Spain was offline

He colleagues,

Spain (at least the .es-part) was offline nobody reported it...?
What's going on? In the past you were faster...

Gunther

<tongue in cheek>

Spain has no major IRC servers that I'm aware of, and most of the good
porn is hosted in the US. Link up a Spanish server to EFnet or start
hosting porn, it'll get reported here much faster.

</tic>

- billn

DNS operational problems were briefly discussed on the DNS operations
mailing list earlier.

Although there are regular attempts to tie network routing and domain
name services together, routing problems are still relatively independent
of naming problems. But it may be a good opportunity for name server
operators and network operators to double-check the processes and networks
they use to fix name services and network services don't have unexpected
co-dependencies.

Do you know how to contact your network provider without looking up
e.g. www.example.com (network provider web site)? IS TCPWRAPPER configured to lookup names before allowing an operator login on a
critical server? Do you know your name servers IP addresses? If
the PSTN phone numbers don't work, do you have a INOC-DBA phone? If
the INOC-DBA phone numbers don't work, do you have a PSTN phone number?

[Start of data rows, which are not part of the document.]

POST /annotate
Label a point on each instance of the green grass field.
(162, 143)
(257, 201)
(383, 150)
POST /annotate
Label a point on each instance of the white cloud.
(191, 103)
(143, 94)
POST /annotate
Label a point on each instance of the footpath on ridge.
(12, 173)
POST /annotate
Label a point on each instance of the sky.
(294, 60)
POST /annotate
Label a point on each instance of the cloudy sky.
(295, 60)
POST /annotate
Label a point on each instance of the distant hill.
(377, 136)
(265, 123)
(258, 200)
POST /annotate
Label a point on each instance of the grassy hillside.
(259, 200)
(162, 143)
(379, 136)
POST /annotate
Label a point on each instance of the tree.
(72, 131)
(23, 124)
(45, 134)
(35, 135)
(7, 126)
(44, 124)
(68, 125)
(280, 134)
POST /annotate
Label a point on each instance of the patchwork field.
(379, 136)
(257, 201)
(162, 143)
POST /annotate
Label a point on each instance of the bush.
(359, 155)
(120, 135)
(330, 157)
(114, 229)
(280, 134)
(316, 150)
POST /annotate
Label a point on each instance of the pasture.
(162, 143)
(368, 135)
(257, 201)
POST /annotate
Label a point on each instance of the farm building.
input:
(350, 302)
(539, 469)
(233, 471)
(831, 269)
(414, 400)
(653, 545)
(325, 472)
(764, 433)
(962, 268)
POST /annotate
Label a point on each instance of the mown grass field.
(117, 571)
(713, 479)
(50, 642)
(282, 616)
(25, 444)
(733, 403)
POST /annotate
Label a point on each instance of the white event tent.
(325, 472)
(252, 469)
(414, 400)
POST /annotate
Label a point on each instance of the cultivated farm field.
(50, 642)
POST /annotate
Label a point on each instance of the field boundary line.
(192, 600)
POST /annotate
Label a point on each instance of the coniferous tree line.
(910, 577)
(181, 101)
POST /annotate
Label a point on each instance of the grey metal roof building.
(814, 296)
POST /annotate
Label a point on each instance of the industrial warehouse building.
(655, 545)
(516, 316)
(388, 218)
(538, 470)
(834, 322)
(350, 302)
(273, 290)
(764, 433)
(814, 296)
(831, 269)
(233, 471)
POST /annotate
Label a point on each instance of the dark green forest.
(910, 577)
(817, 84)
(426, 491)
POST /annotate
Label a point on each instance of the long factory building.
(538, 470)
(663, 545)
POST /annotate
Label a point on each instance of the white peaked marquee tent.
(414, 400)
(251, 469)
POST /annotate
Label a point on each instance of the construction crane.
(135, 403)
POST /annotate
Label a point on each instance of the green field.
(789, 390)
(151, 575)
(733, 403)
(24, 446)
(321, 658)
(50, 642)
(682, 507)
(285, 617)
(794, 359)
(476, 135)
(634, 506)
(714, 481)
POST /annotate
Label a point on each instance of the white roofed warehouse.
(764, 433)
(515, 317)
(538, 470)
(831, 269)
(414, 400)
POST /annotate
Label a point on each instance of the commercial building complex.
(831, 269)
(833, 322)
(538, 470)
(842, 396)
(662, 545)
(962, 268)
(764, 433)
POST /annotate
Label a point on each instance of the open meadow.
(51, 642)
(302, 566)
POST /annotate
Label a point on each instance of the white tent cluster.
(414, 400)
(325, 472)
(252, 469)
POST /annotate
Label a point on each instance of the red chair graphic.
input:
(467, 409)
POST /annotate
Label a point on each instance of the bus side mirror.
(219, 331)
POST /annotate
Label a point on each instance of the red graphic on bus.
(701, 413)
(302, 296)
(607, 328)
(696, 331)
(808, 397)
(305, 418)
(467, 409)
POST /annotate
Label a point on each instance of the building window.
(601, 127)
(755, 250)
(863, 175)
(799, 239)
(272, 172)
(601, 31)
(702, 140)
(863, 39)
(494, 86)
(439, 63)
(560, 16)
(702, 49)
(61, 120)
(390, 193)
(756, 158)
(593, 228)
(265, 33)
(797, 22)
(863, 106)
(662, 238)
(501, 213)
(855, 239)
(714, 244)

Do you know how to contact your network provider without looking up
e.g. www.example.com (network provider web site)? IS TCPWRAPPER
configured to lookup names before allowing an operator login on a
critical server? Do you know your name servers IP addresses? If
the PSTN phone numbers don't work, do you have a INOC-DBA phone? If
the INOC-DBA phone numbers don't work, do you have a PSTN phone number?

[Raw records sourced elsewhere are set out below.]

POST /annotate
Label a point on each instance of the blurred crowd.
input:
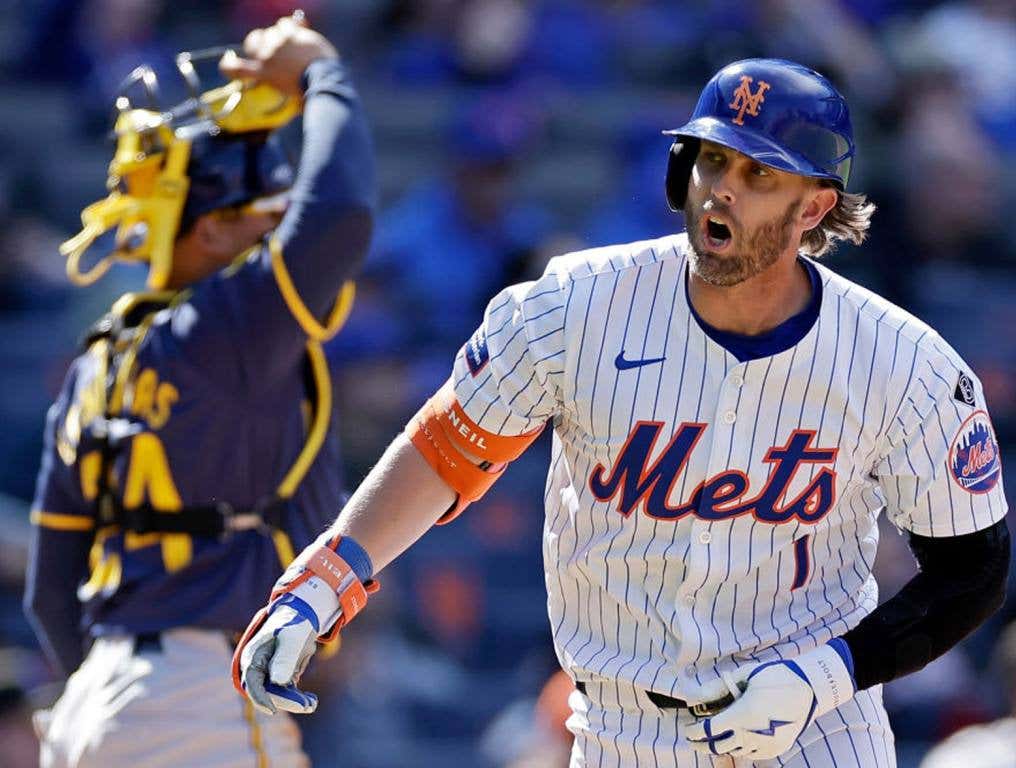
(509, 131)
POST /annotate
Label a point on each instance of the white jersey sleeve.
(942, 475)
(507, 377)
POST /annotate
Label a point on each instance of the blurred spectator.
(991, 745)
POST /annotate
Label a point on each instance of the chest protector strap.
(121, 332)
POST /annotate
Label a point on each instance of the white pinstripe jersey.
(705, 514)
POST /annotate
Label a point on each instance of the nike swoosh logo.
(624, 365)
(771, 730)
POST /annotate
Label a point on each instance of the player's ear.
(818, 201)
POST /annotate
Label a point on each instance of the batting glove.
(321, 592)
(780, 701)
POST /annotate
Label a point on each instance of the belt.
(703, 709)
(148, 642)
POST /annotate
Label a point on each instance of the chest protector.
(115, 339)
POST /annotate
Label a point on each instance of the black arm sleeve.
(961, 582)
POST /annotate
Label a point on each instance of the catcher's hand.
(780, 701)
(278, 55)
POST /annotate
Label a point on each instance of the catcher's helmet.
(782, 114)
(213, 150)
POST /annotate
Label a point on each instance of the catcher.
(180, 469)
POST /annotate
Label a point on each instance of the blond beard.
(760, 251)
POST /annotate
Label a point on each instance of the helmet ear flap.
(679, 170)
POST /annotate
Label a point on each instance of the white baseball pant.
(163, 709)
(617, 726)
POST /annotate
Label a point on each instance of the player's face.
(214, 241)
(741, 214)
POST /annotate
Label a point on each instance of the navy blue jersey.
(212, 399)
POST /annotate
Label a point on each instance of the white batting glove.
(316, 596)
(274, 657)
(780, 701)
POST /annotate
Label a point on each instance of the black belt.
(148, 642)
(704, 709)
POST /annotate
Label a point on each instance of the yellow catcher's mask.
(213, 150)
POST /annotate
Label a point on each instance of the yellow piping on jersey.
(336, 318)
(319, 428)
(56, 521)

Do you have your own mirrors of TLDs that are
important to your users, i.e. .com, your .xx
country domain, etc.?

--Michael Dillon

You seem to be suggesting that ISPs run stealth slaves for these kinds of zones. This may have been a useful pointer for ISPs in days gone by, but I think today it's impractical advice.

ccTLD managers these days either already restrict zone transfers for privacy reasons, or are being encouraged to do so as a matter of best practice. Established gTLD zones like COM are sufficiently large and are updated so frequently that even if they were made available for AXFR the chances are good that most ISPs would struggle to host the zone, and any local instance would provide degraded service to their customers instead of the improvements in performance that presumably were the point of the exercise.

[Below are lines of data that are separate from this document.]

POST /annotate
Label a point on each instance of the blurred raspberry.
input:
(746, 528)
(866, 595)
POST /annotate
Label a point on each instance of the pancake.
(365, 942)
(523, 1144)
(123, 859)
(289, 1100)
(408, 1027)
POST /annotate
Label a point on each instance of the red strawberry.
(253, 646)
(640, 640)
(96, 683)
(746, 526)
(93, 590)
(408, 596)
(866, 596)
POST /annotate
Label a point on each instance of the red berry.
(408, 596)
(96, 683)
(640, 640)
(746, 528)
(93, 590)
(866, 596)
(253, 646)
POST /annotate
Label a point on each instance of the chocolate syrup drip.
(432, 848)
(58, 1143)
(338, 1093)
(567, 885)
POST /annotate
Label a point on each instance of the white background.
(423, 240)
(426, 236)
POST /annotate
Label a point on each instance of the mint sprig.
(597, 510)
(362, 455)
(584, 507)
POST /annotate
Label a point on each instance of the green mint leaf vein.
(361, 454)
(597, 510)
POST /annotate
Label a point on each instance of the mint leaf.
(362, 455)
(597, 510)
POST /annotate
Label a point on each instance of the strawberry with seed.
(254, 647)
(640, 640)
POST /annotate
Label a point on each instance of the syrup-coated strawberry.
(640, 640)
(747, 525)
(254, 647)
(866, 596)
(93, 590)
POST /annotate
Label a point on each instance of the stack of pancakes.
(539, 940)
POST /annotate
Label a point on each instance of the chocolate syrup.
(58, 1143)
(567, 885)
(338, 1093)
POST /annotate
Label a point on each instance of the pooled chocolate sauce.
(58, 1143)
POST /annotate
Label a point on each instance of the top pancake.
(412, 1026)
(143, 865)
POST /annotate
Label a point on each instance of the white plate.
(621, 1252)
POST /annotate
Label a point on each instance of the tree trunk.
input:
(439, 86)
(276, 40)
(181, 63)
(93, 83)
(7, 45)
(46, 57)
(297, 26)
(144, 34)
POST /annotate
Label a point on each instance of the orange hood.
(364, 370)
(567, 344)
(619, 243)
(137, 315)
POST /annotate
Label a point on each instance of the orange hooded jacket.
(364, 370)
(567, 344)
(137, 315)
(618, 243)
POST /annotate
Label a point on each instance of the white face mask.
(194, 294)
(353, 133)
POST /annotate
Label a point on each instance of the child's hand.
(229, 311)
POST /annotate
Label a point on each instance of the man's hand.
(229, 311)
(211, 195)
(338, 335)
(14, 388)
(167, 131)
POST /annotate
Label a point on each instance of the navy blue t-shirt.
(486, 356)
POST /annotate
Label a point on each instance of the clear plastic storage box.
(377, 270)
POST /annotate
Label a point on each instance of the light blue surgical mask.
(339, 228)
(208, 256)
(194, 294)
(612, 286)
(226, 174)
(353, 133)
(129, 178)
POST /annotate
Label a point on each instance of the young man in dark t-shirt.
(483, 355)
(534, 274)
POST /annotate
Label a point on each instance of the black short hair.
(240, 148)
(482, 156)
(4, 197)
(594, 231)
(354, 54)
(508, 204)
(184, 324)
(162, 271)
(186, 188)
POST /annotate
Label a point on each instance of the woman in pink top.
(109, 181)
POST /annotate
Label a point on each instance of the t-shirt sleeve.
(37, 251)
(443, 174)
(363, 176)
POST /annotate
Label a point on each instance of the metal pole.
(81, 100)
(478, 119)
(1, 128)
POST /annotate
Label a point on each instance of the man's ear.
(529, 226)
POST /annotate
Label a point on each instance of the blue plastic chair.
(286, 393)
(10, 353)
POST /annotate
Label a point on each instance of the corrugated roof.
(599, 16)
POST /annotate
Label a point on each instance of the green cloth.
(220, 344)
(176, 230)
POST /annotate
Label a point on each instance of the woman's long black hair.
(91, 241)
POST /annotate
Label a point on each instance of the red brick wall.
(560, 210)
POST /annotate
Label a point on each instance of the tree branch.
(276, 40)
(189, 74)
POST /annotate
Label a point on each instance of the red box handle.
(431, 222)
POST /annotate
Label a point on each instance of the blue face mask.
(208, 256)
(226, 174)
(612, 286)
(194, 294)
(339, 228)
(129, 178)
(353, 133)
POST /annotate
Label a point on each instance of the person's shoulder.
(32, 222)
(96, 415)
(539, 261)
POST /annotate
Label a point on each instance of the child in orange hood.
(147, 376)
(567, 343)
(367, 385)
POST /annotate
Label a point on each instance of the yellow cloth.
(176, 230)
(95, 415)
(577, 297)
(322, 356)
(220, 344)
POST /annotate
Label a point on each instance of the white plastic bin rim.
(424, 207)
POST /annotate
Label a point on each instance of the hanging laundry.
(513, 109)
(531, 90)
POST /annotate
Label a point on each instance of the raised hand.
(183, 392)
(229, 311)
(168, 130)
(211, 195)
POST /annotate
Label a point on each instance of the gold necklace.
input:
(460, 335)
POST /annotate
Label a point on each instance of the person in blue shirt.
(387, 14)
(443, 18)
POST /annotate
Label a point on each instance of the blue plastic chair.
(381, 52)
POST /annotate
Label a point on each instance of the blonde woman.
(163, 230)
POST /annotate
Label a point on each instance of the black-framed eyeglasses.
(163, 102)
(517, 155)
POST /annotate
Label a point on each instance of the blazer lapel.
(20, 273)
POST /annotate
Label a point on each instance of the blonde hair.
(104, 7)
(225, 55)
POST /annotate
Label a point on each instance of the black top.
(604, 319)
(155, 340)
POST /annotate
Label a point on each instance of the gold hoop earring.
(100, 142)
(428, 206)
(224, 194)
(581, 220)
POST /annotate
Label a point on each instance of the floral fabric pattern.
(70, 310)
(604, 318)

Even where zone transfers are available and ISPs are able to run stealth servers there is always the risk that master server ACLs (or the master servers themselves) will change without warning, leaving the stealth slave serving authoritative but stale data, which is guaranteed to make the helpdesk phone ring sooner or later.

For zones that are being made available on anycast servers, ISPs may be able to lobby/pay the zone operator to install an anycast instance in their network. However, in general, the days of ISPs being able to set these things up on their own and see benefit from them are past, in my opinion.

Joe

You seem to be suggesting that ISPs run stealth slaves for these
kinds of zones.

Not really. In today's world such simplistic solutions
don't work.

For zones that are being made available on anycast servers, ISPs may
be able to lobby/pay the zone operator to install an anycast instance
in their network. However, in general, the days of ISPs being able to
set these things up on their own and see benefit from them are past,
in my opinion.

I believe that there are still some things that ISPs can
do which cannot simply be bought on the market. For instance,
most ISPs runs simple caching servers for their DNS queries
where they keep any responses for a short time before deleting
them. It's so simple that it is built into DNS relays as an
option.

An ISP could run a modified DNS relay that replicates all
responses to a special cache server which does not time out
the responses and which is only used to answer queries when
specified domains are unreachable on the Internet.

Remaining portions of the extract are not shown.